По сути, Пётр осуществил бюрократизацию России. Уже при нём чиновники быстро и навсегда стали самыми ненавидимыми. Кровавое семя, бумажная душа, канцелярская крыса — как только не обзывал чиновников народ! Но эта ненависть очень многим нимало не мешала самим мечтать о государевой службе. Да, принадлежность к этой властной вертикали означала неминуемое пресмыкание перед вышестоящими, однако она же гарантировала возможность повелевать не только нижестоящими, но и всеми, кто не принадлежит к чиновной корпорации. Зачастую даже графы и князья зависели от какого-нибудь чиновника средней руки, ибо он решал, как двинется нужная им бумага из канцелярии на самый верх.
Принято считать, будто в бюрократическом государстве чиновники являются хозяевами страны. Если бы так! Хозяева берегут и приумножают свою собственность, тогда как бюрократия ведёт себя, словно завоеватель, неустанно грабя и разоряя страну и её жителей. Фактически благодаря Петру I Россия получила в лице огромной чиновничьей армии второе монгольское иго. Вот уже триста с лишним лет мы платим постоянно растущую дань нашей ненасытной бюрократии, которая держит в постоянной нищете и Россию, и российский народ.
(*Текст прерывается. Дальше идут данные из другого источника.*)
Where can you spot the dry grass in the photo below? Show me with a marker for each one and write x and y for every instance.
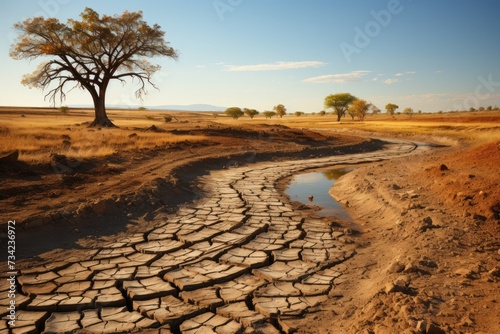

Коррупция, словно ржавчина, с самого начала разъедала создаваемую Петром государственную систему. Причём мздоимство и казнокрадство процветали прежде всего среди высших сановников. Почти все приближённые царя — и те, кто обладал богатством до него, и те, кто был обязан своим состоянием исключительно царю, — брали огромные взятки и воровали. Правая рука императора, Алексашка Меншиков, вознёсшийся — в прямом смысле слова — из грязи в князи, да к тому же «светлейшие», в считанные годы стал самым богатым человеком не только в России, но и во всей Европе.
Пётр, при виде ужасающих масштабов такого бедствия, создал специальную систему контроля, расправлялся с преступниками немилосердно, в том числе с близкими соратниками. Однако ничто не помогало. В 1722 году царь вынужден был казнить даже Алексея Нестерова — обер-фискала, назначенного, чтобы бороться с воровством, и в итоге обвинённого в масштабных злоупотреблениях. За малейшее прегрешение канцеляристов по всей стране пороли регулярно и прилюдно — в Петербурге под окнами канцелярий на Троицкой площади и коллегий на Васильевском острове. В 1721-м тело казнённого за воровство губернатора князя Матвея Гагарина несколько месяцев висело напротив того же здания коллегий, дабы всякий, едва глянув в окно, мог хорошенько запомнить, что его ждёт за кражу царёвой или государственной собственности.
Однако, что бы Пётр ни предпринимал, коррупция продолжала расти, намного обгоняя рост и государства нового типа, и новой столицы.
Парадокс, но преступным путём, не останавливаясь перед возможным жесточайшим наказанием, чиновный люд обкрадывал то, что сам же, по велению царя, и строил! Это противоречие ставило в тупик многих иностранцев. В действительности причина, как это обычно бывает, крылась не в самих коррупционерах, а в системе. Государство всегда было вотчиной царя, а для всех прочих, включая чиновников высшего ранга, оно оставалось чужим.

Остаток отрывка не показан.